What is an Ellipsis?
Coined from the Greek word meaning "omission," an ellipsis (plural: ellipses) is used to show omitted words. Quotations are common examples of where you might use them. For example:
The professor said, "It is always better ... to fail honorably than to pass in a dishonest manner".
In the example above, the omitted words are "for students." Omissions might be needed if some words are irrelevant or make understanding the text much harder. An ellipsis indicates that you've left something out.
Another way to use an ellipsis is when showing that a sentence trails off or to make a pause.
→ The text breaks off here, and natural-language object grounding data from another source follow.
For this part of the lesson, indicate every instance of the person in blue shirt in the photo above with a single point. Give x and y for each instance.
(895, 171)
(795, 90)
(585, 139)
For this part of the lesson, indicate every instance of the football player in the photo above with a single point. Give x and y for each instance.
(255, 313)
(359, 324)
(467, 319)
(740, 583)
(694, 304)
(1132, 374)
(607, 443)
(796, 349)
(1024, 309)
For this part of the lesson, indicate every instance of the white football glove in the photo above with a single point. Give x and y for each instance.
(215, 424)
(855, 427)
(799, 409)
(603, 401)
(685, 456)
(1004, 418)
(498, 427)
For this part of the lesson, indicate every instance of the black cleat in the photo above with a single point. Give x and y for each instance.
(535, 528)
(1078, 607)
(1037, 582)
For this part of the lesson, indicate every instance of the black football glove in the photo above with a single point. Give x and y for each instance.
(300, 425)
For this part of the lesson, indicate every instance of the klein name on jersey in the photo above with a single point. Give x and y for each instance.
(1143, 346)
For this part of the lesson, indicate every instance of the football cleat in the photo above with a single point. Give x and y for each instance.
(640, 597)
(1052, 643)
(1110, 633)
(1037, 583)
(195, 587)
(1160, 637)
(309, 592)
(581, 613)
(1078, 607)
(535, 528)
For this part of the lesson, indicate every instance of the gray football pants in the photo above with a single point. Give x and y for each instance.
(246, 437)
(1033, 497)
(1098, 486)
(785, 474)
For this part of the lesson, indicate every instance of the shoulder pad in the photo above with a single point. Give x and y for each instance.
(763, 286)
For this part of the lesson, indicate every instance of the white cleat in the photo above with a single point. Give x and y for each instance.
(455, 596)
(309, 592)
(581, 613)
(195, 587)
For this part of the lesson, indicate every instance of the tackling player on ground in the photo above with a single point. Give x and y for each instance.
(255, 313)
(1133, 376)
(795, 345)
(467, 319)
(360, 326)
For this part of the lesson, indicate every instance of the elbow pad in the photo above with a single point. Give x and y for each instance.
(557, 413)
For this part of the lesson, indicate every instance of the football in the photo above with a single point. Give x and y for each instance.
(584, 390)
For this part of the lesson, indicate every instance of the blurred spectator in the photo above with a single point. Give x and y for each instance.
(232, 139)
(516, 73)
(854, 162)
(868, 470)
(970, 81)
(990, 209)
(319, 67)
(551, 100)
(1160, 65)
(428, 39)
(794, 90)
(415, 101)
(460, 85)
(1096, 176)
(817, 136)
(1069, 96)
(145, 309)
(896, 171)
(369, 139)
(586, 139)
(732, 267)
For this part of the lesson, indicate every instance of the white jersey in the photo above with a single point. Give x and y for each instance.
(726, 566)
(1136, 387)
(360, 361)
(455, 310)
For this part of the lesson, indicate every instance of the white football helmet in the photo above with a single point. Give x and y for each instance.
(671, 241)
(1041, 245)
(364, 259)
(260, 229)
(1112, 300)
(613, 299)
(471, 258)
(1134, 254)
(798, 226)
However, this should not be adopted in academic or formal writing as it signifies a casual tone. You'll want to limit this use to informal writing and fiction. Here's an example:
So, Tracy actually went to … sorry, I forgot the location. But, can we take a ride home? I'm very hungry, or will it be fine to go to the …?
How Many Dots?
An ellipsis is composed of 3 dots. However, in cases you are using an ellipsis after a grammatically complete sentence, it may appear to be four periods in a row since the sentence needs its own period. For example:
"Take the kid to his mother. Don't forget her message too. You may also take him to his uncle." might be shortened to:
"Take the kid to his mother …. You may also take him to his uncle."
There are style variations when it comes to spacing the dots. While The AP Stylebook allows no spaces between the dots but on either side of the ellipsis, The Chicago Manual of Style finds that spaces are needed between each ellipsis point. Hence, there's no one-size-fits-all approach, but you should be consistent with any style you chose to adopt.